An essential commodity
Steel is vital for any economy. In a lot of ways, steel consumption in an economy reflects the economy’s health. It shouldn’t surprise you that steel consumption fell by as much as 50% in some countries during the recession of 2008.
We use steel in our daily lives—whether in the car we drive, the bridges we drive on, or the homes we live in. You can describe steel’s importance in a simple quote from the World Steel Association, “steel everywhere in our lives.” The sector also supports around a million jobs in the U.S., directly or indirectly.
While steel has a definite place in our lives, as we can see in the image above, in this series, we’ll analyze the relevance of steel companies in your portfolio.
Steel types and uses
As per the World Steel Organization, there are around 3,500 different types of steel. Each category has a different process, chemical combination, shape, and use.

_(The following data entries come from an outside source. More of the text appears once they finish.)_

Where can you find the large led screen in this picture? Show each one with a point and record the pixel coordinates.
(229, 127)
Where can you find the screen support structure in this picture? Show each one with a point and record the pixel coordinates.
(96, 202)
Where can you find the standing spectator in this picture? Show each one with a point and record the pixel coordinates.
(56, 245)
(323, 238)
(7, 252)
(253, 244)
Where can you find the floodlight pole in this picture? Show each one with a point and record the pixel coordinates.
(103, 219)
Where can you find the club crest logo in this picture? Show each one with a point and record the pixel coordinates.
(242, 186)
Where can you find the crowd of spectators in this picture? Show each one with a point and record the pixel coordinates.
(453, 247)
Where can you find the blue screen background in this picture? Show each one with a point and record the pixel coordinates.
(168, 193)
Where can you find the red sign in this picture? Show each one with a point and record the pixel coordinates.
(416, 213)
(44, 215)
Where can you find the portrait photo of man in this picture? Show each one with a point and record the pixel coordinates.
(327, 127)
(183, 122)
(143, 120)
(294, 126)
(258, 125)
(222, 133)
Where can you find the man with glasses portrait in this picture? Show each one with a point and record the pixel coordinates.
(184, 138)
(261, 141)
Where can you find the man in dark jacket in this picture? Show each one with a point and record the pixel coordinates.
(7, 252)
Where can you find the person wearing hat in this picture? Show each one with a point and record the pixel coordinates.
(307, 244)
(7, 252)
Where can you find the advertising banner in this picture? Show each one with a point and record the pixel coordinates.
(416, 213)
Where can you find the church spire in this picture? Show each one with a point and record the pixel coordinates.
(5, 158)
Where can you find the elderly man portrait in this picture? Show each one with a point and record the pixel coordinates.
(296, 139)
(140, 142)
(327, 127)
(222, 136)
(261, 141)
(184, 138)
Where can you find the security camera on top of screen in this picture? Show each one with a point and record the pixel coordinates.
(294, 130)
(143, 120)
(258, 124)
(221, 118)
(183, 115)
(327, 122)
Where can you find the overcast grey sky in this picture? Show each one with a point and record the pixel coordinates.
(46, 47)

The major types are:
- Flats: Consisting of sheets and plates and accounting for around 46% of global shipments, as per a report from the OECD
- Longs: Consisting of bars, rebars, wire rods, structural, and rail and also accounting for 46% of global shipments.
- Pipes and tubes: Consisting, as the name suggests, of pipes-shaped pieces and accounting for around an 8% share in world shipments
While there are a lot more categories of steel, we’ll limit our discussion to these types and move on to the more important factors that affect your investments.
Steel companies listed in the U.S.
Arcelor Mittal ADR (MT), United States Steel Corporation (X), Nucor Corporation (NUE), and Reliance Steel & Aluminum (RS) are a few major listed steel companies in the U.S. These companies benefit directly from any positive movement in the steel industry.
Along with listed steel companies, ETFs like the SPDR S&P Metals and Mining ETF (XME) are also an alternative way for you to gain exposure to the steel industry.